Si parte il 25 gennaio 2026: il programma della prima giornata
L’inaugurazione ufficiale è prevista per domenica 25 gennaio alle ore 14:30, ma la festa inizierà già dalla mattina. Alle 11:00, i carri allegorici sfileranno lungo il percorso tradizionale, portando con sé l’energia dei gruppi mascherati e l’entusiasmo delle famiglie.
Dopo la pausa pranzo, il pomeriggio proseguirà con:
- corso mascherato;
- spettacoli musicali;
- trucca-bimbi e animazioni per i più piccoli;
- attività pensate per un pubblico di tutte le età.
Un mix perfetto tra folklore e divertimento, che si rinnoverà nelle date successive: 1, 8, 15 e 17 febbraio 2026.
Un Carnevale che vive della sua comunità
Dietro le quinte di questo evento secolare c’è una rete di volontari, artigiani e creativi che lavora con passione per tenere viva una tradizione tanto radicata quanto evolutiva. Lo sottolinea Matteo Ubaldi, presidente del Carnevale Mugellano:
“Il vero valore del Carnevale sono le persone: una comunità che negli anni è diventata una casa per chi ha scelto di avvicinarsi e restare. Tutti lavorano con il cuore e con grande senso di responsabilità, per il bene della manifestazione e di chi la vive ogni domenica in piazza Dante.”
“La Freccia del Mugello”: quando il Carnevale diventa inclusivo
Tra le grandi novità del 2026 spicca “La Freccia del Mugello”, un treno allegorico accessibile e inclusivo, che sfilerà insieme ai carri tradizionali.

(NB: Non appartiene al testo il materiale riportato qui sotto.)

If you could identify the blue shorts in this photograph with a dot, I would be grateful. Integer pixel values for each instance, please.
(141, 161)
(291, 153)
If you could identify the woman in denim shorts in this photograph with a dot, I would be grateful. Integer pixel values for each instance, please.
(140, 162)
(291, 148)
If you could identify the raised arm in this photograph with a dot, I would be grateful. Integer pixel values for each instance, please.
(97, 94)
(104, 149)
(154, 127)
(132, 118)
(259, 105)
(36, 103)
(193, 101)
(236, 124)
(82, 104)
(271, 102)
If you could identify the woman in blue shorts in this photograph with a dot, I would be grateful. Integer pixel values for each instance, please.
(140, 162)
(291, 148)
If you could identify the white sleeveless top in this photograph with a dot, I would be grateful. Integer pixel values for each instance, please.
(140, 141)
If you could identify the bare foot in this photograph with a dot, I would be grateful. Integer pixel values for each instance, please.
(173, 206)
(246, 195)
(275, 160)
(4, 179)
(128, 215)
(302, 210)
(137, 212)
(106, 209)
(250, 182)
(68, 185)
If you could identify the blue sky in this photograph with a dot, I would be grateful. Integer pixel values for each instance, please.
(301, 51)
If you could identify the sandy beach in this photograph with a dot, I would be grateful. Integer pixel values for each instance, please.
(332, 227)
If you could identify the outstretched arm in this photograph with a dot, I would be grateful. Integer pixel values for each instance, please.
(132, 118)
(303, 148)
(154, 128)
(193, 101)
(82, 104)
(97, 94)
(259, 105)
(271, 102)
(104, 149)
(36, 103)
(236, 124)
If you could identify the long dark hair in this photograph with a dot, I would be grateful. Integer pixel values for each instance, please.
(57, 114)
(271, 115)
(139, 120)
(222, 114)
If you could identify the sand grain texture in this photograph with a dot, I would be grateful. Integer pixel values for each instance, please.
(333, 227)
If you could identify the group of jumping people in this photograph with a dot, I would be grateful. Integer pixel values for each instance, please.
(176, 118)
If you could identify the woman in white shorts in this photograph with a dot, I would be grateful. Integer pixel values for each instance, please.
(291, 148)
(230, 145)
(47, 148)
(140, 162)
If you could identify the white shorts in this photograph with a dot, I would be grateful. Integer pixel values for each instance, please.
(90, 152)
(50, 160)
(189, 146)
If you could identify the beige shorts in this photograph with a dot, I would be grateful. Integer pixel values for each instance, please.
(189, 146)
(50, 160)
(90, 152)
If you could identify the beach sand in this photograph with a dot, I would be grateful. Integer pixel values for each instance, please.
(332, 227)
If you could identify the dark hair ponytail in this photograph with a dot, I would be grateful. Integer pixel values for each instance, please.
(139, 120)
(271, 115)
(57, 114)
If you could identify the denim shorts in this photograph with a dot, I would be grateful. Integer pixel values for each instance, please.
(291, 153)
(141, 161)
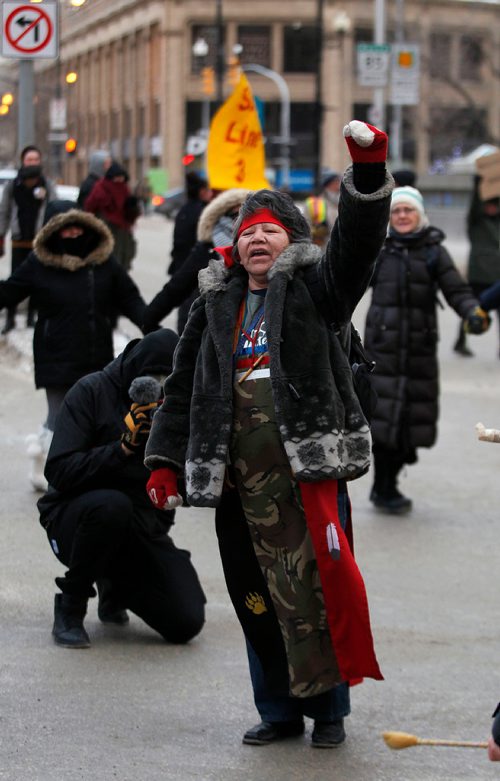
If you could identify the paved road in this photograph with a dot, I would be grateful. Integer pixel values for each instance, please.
(134, 708)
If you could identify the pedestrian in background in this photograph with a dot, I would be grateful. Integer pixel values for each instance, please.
(215, 228)
(112, 201)
(261, 419)
(401, 336)
(404, 177)
(76, 285)
(483, 231)
(97, 515)
(99, 162)
(22, 211)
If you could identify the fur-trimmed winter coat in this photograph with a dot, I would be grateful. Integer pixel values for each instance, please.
(401, 336)
(324, 432)
(77, 300)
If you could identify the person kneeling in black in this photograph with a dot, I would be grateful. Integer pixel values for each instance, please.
(99, 520)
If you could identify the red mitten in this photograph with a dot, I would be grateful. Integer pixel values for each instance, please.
(162, 489)
(367, 144)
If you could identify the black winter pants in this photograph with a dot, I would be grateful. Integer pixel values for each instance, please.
(97, 536)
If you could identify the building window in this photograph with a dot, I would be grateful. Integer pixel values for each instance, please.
(209, 34)
(299, 45)
(154, 118)
(256, 43)
(458, 129)
(471, 58)
(440, 56)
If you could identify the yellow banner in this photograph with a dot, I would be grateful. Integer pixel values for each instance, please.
(235, 152)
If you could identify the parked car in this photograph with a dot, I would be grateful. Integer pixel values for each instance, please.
(67, 192)
(169, 203)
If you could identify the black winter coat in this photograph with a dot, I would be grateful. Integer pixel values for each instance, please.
(184, 282)
(77, 300)
(86, 452)
(402, 334)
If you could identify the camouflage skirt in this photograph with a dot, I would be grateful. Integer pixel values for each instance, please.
(272, 505)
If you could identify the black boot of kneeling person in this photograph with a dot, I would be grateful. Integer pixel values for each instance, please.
(328, 734)
(393, 502)
(270, 731)
(68, 629)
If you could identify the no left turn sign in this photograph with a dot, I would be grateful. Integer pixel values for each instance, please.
(29, 31)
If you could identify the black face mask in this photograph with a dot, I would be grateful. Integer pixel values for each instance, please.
(79, 247)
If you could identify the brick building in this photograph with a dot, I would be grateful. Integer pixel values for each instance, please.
(140, 91)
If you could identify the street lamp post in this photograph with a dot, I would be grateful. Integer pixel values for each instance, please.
(318, 104)
(200, 51)
(284, 138)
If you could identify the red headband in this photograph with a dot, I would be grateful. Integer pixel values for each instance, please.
(262, 215)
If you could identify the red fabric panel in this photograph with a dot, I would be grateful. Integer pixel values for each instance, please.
(343, 587)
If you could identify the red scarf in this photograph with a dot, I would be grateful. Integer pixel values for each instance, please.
(342, 584)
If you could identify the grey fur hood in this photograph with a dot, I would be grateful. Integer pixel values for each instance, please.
(100, 254)
(216, 209)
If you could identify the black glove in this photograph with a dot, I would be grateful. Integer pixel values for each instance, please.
(477, 321)
(138, 422)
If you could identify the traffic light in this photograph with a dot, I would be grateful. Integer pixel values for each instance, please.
(208, 80)
(70, 146)
(233, 71)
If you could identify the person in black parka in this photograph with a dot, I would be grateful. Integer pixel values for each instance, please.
(97, 515)
(483, 268)
(401, 336)
(76, 285)
(214, 228)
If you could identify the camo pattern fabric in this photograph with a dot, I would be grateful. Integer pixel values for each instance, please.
(272, 505)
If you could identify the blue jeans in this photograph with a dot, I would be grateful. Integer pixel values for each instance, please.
(330, 706)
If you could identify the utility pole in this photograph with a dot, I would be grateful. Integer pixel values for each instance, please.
(219, 52)
(318, 104)
(26, 110)
(378, 93)
(397, 121)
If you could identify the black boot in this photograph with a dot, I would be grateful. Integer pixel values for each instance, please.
(31, 318)
(460, 345)
(384, 494)
(108, 608)
(68, 629)
(10, 321)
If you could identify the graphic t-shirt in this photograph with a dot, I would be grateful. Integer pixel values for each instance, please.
(251, 346)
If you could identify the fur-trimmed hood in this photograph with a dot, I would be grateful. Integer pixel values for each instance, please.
(220, 205)
(297, 255)
(88, 221)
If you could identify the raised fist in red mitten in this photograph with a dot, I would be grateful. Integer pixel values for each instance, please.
(367, 144)
(162, 489)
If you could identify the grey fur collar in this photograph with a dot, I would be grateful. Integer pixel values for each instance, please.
(295, 256)
(215, 209)
(72, 262)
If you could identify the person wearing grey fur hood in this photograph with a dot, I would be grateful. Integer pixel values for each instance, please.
(261, 421)
(77, 287)
(214, 228)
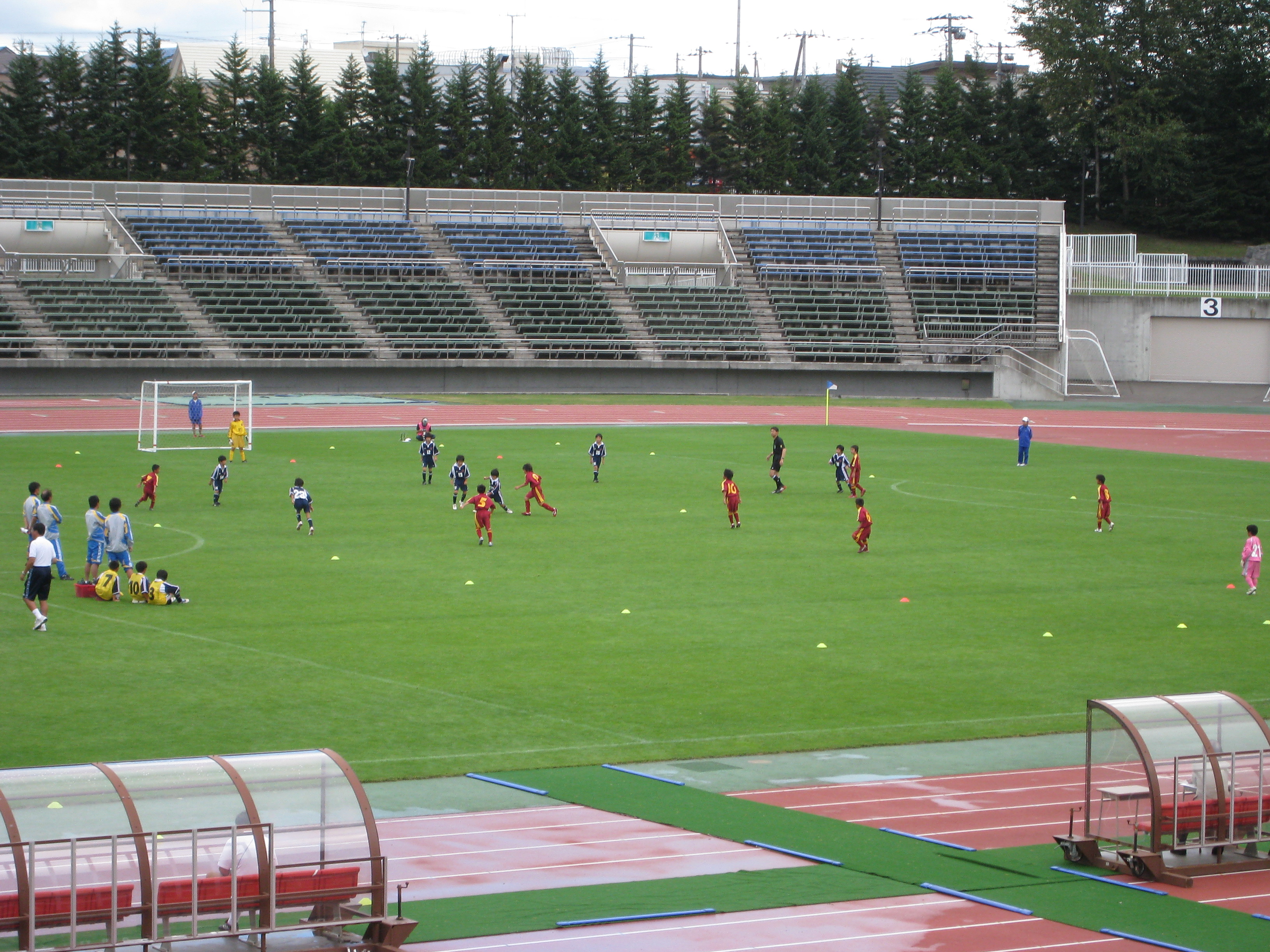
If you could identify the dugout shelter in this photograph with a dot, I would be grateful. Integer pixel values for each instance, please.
(205, 850)
(1175, 786)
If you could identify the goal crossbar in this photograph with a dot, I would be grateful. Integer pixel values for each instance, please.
(165, 419)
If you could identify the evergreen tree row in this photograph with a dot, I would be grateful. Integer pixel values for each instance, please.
(117, 114)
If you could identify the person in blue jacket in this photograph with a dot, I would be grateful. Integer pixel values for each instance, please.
(1024, 441)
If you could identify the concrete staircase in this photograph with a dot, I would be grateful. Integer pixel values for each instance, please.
(625, 310)
(32, 322)
(760, 305)
(479, 295)
(898, 303)
(1047, 292)
(359, 323)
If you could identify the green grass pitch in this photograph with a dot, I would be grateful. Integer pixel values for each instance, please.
(389, 657)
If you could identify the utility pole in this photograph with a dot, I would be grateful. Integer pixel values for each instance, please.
(630, 63)
(949, 31)
(702, 52)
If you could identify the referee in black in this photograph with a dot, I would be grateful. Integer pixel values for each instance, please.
(778, 457)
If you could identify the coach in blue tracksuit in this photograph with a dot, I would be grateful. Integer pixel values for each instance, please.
(1024, 441)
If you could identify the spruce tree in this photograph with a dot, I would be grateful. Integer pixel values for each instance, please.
(601, 124)
(148, 121)
(814, 154)
(423, 115)
(106, 92)
(23, 117)
(346, 115)
(232, 101)
(303, 153)
(568, 168)
(497, 149)
(385, 122)
(713, 144)
(849, 126)
(459, 140)
(187, 149)
(642, 148)
(745, 163)
(533, 125)
(64, 141)
(676, 168)
(267, 120)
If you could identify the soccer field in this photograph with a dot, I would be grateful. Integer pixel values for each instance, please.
(388, 655)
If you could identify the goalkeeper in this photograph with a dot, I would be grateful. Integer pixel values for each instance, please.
(238, 437)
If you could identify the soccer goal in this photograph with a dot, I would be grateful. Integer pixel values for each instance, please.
(168, 413)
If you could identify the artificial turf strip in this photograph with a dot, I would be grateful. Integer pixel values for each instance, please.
(1182, 922)
(855, 846)
(465, 917)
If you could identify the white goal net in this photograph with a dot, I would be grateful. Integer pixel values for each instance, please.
(192, 414)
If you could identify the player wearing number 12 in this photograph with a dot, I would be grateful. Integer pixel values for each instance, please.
(483, 507)
(535, 483)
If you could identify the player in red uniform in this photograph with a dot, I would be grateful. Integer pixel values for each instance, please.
(149, 484)
(483, 507)
(732, 499)
(535, 483)
(861, 535)
(1104, 503)
(854, 472)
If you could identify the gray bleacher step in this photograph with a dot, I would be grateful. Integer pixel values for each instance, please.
(32, 322)
(624, 309)
(761, 310)
(219, 347)
(477, 292)
(898, 303)
(354, 317)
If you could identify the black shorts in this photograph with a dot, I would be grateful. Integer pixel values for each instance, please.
(39, 582)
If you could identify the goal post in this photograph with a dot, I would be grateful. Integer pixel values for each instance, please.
(164, 421)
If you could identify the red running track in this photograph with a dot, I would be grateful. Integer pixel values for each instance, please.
(1226, 436)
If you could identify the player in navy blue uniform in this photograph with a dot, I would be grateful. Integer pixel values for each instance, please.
(496, 490)
(597, 456)
(840, 466)
(428, 457)
(459, 475)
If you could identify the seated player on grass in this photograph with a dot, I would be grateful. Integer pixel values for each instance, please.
(109, 583)
(164, 593)
(139, 586)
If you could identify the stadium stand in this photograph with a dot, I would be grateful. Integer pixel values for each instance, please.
(826, 289)
(540, 280)
(426, 319)
(384, 247)
(972, 285)
(197, 240)
(698, 324)
(112, 318)
(276, 318)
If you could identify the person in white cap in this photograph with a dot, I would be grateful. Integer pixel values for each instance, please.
(1024, 441)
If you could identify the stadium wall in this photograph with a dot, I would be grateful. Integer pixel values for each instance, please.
(1166, 341)
(88, 378)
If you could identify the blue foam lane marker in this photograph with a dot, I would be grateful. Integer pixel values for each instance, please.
(992, 903)
(507, 784)
(1110, 883)
(631, 918)
(929, 840)
(1145, 940)
(649, 776)
(792, 852)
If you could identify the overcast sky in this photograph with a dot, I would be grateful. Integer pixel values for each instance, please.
(886, 31)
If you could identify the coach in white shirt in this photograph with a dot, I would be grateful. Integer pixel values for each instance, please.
(39, 576)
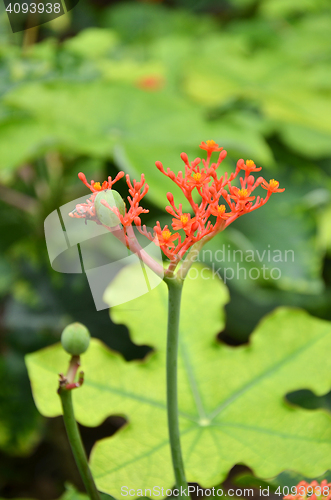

È la seconda esperienza di questo tipo in Italia, dopo quella di Sasso Marconi nel 2018, e nasce con l’obiettivo di rendere il Carnevale pienamente accessibile anche alle persone con disabilità.
Un progetto sostenuto da Itas Assicurazioni e costruito con attenzione ai dettagli, che punta a valorizzare la partecipazione di tutti, senza barriere.
Un convoglio speciale pensato per tutti
La Freccia del Mugello è un treno su ruote progettato per garantire un’esperienza sicura, gioiosa e inclusiva, grazie a:
- rampe e accessi facilitati per persone in carrozzina o con mobilità ridotta;
- spazi protetti e accoglienti per chi vive disabilità sensoriali o cognitive;
- presenza di volontari formati e sistemi di sicurezza a bordo;
- allestimenti visivi e acustici calibrati, ideali anche per chi presenta ipersensibilità sensoriale.
Un Carnevale che guarda al futuro senza dimenticare il passato
Il Carnevale Mugellano continua ad essere un evento che unisce memoria storica e innovazione sociale. Le sue origini risalgono a più di tre secoli fa, eppure riesce ancora oggi a parlare il linguaggio della contemporaneità, aprendosi al tema dell’accessibilità culturale e dell’inclusione.
3 curiosità sul Carnevale Mugellano
- È tra i più antichi d’Italia: con i suoi 313 anni di storia, è uno dei Carnevali storici ancora attivi nel panorama nazionale.
- Piazza Dante è il cuore pulsante dell’evento, ma ogni carro è frutto di mesi di lavoro artigianale nei rioni del territorio.
- L’anima è popolare: niente spettacoli da palcoscenico, ma una festa costruita dal basso, dove ogni partecipante è anche protagonista.
Calendario 2026: tutte le date da non perdere
- 25 gennaio – Giornata inaugurale con sfilata mattutina e corso mascherato pomeridiano
- 1, 8, 15, 17 febbraio – Le altre giornate di festa
- Tutti gli eventi si tengono in piazza Dante e lungo le vie del centro, con ingresso libero
Con la sua energia intergenerazionale e un impegno concreto per l’inclusione, il Carnevale Mugellano 2026 si prepara a scrivere un nuovo capitolo della sua lunga storia. Tra carri colorati, maschere, musica e la grande novità de “La Freccia del Mugello”, il messaggio è chiaro: la festa è di tutti. E nessuno resta indietro.